Может показаться странным, что я так подробно останавливаюсь на содержании акта об отказе. Могут сказать, что акт этот не произвел большого впечатления на население, что он был скоро забыт, заслонен событиями. Может быть, это и так. Но все же несомненно, что с более общей исторической точки зрения акт 3 марта имел очень большое значение, что он является именно историческим актом и что значение его, может быть, еще скажется в будущем. Для нас же в тот момент, в самые первые дни революции, когда еще было совершенно неизвестно, как будет реагировать вся Россия и иностранные державы-союзницы на переворот, на образование Временного правительства, на все создавшееся новое положение, казалось бесконечно важным каждое слово. И мне кажется, что мы были правы.
Я уже упомянул о том, что работа наша затянулась до вечера. Когда мы вышли, было уже темно. Если память мне не изменяет, я не возвращался домой, а прямо поехал в Государственную думу, чтобы увидеться с Милюковым, показать ему захваченный мною черновик акта, принять меры к его оглашению в печати. Но прежде всего, конечно, я должен был выполнить данное мною кн. Г. Е. Львову обещание – употребить все усилия, чтобы убедить Милюкова не выходить из состава Временного правительства.
Для меня, конечно, не было никакого сомнения в том, что если бы Милюков настоял на своем решении, результатом были бы самые серьезные – может быть, даже гибельные – осложнения. Не говоря уже о впечатлении разлада с первых же шагов, о последствиях для партии, которая была бы сразу сбита с толку, о тяжелом положении остающихся министров-кадетов, – с уходом Милюкова Временное правительство теряло свою крупнейшую умственную силу и единственного человека, который мог вести внешнюю политику и которого знала Европа. В сущности, этот уход был бы настоящей катастрофой.
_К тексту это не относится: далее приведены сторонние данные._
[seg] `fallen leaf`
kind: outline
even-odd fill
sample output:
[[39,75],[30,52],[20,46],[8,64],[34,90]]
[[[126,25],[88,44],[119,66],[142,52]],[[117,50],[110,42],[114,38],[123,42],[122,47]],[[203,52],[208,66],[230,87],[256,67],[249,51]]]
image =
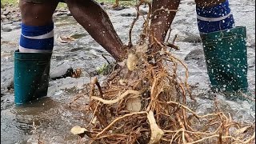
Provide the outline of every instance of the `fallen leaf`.
[[138,58],[135,54],[128,54],[126,64],[129,70],[133,71],[135,69],[136,65],[138,63]]
[[147,114],[147,118],[150,122],[151,130],[151,137],[149,144],[157,143],[162,138],[164,132],[157,125],[152,111],[149,112],[149,114]]
[[248,126],[238,129],[238,130],[235,130],[234,134],[239,135],[239,134],[244,133],[245,131],[246,131],[246,130],[249,129],[250,127],[250,126]]
[[130,98],[126,101],[126,109],[130,112],[138,112],[142,109],[140,98]]

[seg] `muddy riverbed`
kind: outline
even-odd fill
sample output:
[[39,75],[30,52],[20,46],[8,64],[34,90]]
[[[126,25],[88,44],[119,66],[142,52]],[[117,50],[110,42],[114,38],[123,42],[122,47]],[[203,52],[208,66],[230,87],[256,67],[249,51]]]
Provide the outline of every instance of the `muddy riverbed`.
[[[254,97],[255,2],[230,0],[230,6],[236,26],[246,26],[247,29],[249,91]],[[129,28],[134,18],[134,8],[106,11],[121,39],[127,43]],[[44,143],[75,143],[78,137],[70,134],[70,130],[73,126],[86,125],[86,120],[84,119],[86,119],[87,115],[70,109],[68,104],[90,82],[90,75],[106,63],[102,54],[110,61],[114,59],[70,14],[55,14],[55,43],[50,74],[61,75],[63,71],[72,67],[81,68],[82,75],[79,78],[68,77],[50,80],[46,98],[17,107],[14,103],[14,93],[8,90],[13,80],[14,51],[18,47],[21,33],[19,18],[17,19],[18,22],[5,21],[1,23],[1,143],[37,143],[39,137]],[[136,42],[142,23],[143,20],[140,18],[135,25],[133,30],[134,42]],[[187,64],[190,71],[189,84],[198,100],[197,102],[190,102],[190,106],[199,114],[210,113],[214,108],[213,98],[217,97],[221,109],[230,113],[234,119],[245,122],[254,122],[254,106],[251,102],[231,101],[222,94],[213,94],[210,91],[197,28],[194,1],[182,1],[172,29],[172,36],[178,34],[176,45],[181,50],[172,50],[171,52]],[[74,39],[63,38],[70,37]],[[184,70],[181,69],[179,73],[184,74]],[[104,79],[104,76],[97,77],[100,80]],[[88,98],[83,98],[80,102],[85,105]]]

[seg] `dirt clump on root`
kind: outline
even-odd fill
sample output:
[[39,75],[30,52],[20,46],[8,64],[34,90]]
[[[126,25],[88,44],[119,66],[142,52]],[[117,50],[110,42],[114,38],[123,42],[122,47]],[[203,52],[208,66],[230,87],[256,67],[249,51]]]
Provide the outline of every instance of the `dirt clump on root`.
[[[92,79],[83,94],[90,103],[82,108],[92,117],[86,128],[76,126],[74,134],[87,135],[90,143],[254,142],[254,124],[235,122],[218,109],[198,115],[186,106],[187,98],[194,100],[187,83],[188,69],[166,44],[154,38],[149,6],[141,39],[129,50],[127,59],[101,84]],[[152,53],[152,47],[159,50]],[[183,79],[177,73],[178,66],[186,70]]]

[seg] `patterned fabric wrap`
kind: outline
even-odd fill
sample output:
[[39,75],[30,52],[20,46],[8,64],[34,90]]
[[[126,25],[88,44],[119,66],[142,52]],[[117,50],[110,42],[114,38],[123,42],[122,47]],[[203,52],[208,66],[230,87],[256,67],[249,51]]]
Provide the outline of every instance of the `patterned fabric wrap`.
[[51,52],[54,48],[54,23],[43,26],[26,26],[22,23],[20,52]]
[[200,33],[210,33],[234,27],[234,21],[228,0],[214,7],[197,6],[196,11]]

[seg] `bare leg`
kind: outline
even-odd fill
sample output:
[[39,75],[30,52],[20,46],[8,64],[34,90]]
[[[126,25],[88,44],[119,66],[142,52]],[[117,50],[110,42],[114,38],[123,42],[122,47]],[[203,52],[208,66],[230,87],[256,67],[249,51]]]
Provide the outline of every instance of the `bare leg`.
[[53,22],[52,15],[58,5],[57,1],[45,3],[31,3],[24,1],[19,2],[22,14],[22,22],[28,26],[46,26]]
[[78,22],[115,60],[122,61],[126,54],[122,41],[105,10],[94,0],[67,0],[67,6]]

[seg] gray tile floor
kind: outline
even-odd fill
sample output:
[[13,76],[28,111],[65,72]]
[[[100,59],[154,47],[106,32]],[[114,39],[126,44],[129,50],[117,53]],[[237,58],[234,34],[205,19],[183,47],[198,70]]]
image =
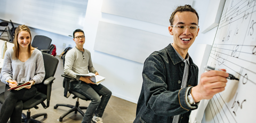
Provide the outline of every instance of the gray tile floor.
[[[76,99],[72,99],[73,95],[70,95],[68,99],[63,96],[63,77],[61,76],[63,70],[62,60],[58,56],[57,56],[56,58],[59,60],[59,62],[54,76],[56,79],[52,85],[50,107],[44,109],[40,104],[38,105],[38,109],[33,108],[30,110],[31,116],[38,113],[47,113],[48,114],[47,118],[44,119],[43,117],[41,117],[36,119],[43,122],[60,122],[58,121],[59,117],[70,108],[59,106],[57,109],[54,109],[53,106],[57,103],[75,105],[77,100]],[[2,83],[0,83],[0,92],[2,92],[4,91],[4,85]],[[87,106],[90,102],[90,101],[85,101],[82,100],[79,101],[81,106]],[[135,117],[136,106],[137,104],[135,103],[112,96],[104,112],[102,117],[103,121],[105,123],[132,122]],[[86,110],[83,110],[83,111],[85,111]],[[26,112],[27,110],[23,111],[25,114],[26,114]],[[81,122],[83,116],[79,113],[76,114],[71,113],[65,117],[62,122]]]

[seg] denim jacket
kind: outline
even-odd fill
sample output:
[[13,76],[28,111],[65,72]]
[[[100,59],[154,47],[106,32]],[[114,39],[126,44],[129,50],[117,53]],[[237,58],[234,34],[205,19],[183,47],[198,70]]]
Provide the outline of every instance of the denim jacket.
[[171,123],[177,114],[181,114],[180,122],[188,122],[191,110],[197,105],[189,106],[185,97],[191,87],[197,85],[198,74],[197,66],[191,58],[189,60],[187,87],[181,89],[185,63],[171,44],[146,60],[134,123]]

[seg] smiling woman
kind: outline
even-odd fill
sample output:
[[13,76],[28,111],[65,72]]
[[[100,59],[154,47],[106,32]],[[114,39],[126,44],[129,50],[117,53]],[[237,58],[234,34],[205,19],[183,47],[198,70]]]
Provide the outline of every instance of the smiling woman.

Придя в Таврический дворец, я тотчас нашел Милюкова. С ним в этот день на ту же тему уже говорил Винавер7, также убеждавший его изменить свое решение. Я прочитал ему текст отказа Михаила. Его этот текст удовлетворил и, кажется, дослужил окончательным толчком, побудившим его остаться в составе Временного правительства. Кто и когда повлиял в том же смысле на Гучкова, я не знаю.
С Милюковым по-прежнему была Анна Сергеевна8. От нее я услышал трагическое известие об убийствах в Гельсингфорсе9 и о грозном положении на фронте. Она сама казалась совершенно подавленной этими событиями. Меня они чрезвычайно потрясли. Сразу же в радостное ликование врывались мрачные, скорбные ноты, не предвещавшие ничего хорошего. Я должен тут же отметить, что сразу же было высказано убеждение, приписывающее эти убийства немецкой агитации.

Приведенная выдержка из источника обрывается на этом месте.